Star Schema vs. Flat Wide Table

I’m new to QuickSight. Our team uses S3 and Athena as our data sources. We plan on pulling our data into SPICE.

Is it better to do all my joins upstream (i.e. in Glue/Athena) and connect to one flat table where I could have 30,40,50 columns if I include all of my dimensions, or should I bring in my facts and dims to the dataset and do the joins in QuickSight, thus creating a STAR schema?

What are the advantages to each approach?

@Joseph_C_Seroski : This is a very interesting question. If you are planning to join fact and dimension tables and create one data set and the data set is used for many users, possibly SPICE is a good solution. All you need to refresh data set once after ETL to populate SPICE and users can take the data from memory instead of hitting Athena ( each api is a cost :slight_smile: )

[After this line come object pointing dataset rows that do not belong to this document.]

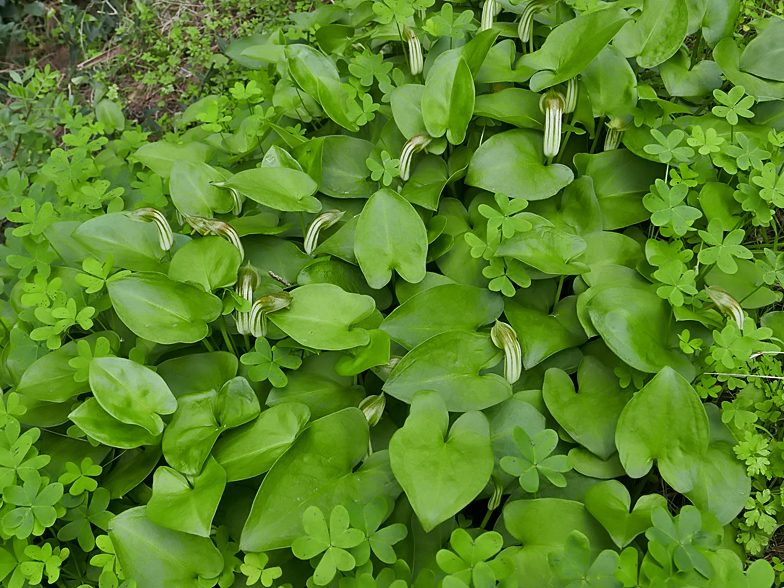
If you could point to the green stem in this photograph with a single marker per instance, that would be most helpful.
(597, 133)
(226, 337)
(558, 291)
(696, 50)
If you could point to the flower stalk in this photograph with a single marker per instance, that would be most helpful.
(322, 221)
(615, 129)
(213, 226)
(504, 337)
(264, 306)
(415, 144)
(153, 215)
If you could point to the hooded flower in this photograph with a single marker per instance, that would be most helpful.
(153, 215)
(552, 105)
(615, 129)
(415, 59)
(322, 221)
(262, 307)
(726, 304)
(414, 145)
(572, 90)
(489, 11)
(247, 281)
(504, 337)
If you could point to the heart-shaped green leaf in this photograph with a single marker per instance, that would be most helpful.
(609, 503)
(187, 504)
(450, 307)
(665, 422)
(161, 310)
(590, 417)
(318, 470)
(440, 473)
(450, 363)
(131, 393)
(390, 235)
(529, 178)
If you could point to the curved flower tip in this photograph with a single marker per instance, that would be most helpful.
(572, 91)
(489, 11)
(153, 215)
(726, 304)
(416, 61)
(552, 105)
(414, 145)
(262, 307)
(504, 337)
(248, 280)
(322, 221)
(213, 226)
(373, 408)
(615, 129)
(526, 25)
(498, 493)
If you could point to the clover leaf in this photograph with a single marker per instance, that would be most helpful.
(333, 542)
(536, 460)
(266, 362)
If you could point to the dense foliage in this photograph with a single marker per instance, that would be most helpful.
(435, 295)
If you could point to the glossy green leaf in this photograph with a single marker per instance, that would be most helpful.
(318, 470)
(321, 316)
(201, 417)
(440, 473)
(186, 504)
(103, 427)
(449, 307)
(657, 34)
(450, 364)
(161, 156)
(193, 189)
(609, 502)
(162, 310)
(572, 45)
(638, 326)
(591, 415)
(529, 178)
(156, 557)
(763, 55)
(664, 422)
(611, 82)
(51, 377)
(279, 188)
(448, 100)
(134, 245)
(211, 262)
(390, 235)
(131, 393)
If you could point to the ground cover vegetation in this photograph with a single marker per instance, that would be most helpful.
(418, 294)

QuickSight has a flexible to join data sets but it is not meant for building data marts, if you have complex joins and summary requirements, better to handle out of QuickSight. Please do some POC and see the performance indicators… if you do not use SPICE, QuickSight will do a direct query which will have 2 mins timeout.

Regards - San

1 Like

Hi @Joseph_C_Seroski
The AWS recommended approach for this scenario is to create the required views in Athena, apply all the business rules and clean up of the columns at the view level so that the heavy lifting is done at the database level.
In addition to the above, there are certain limitations when it comes to the data usage and capacity.

Please refer the below links for additional details:

Thanks,
Naveen

2 Likes

@namysore OK, so you recommend a wide, flat table, then?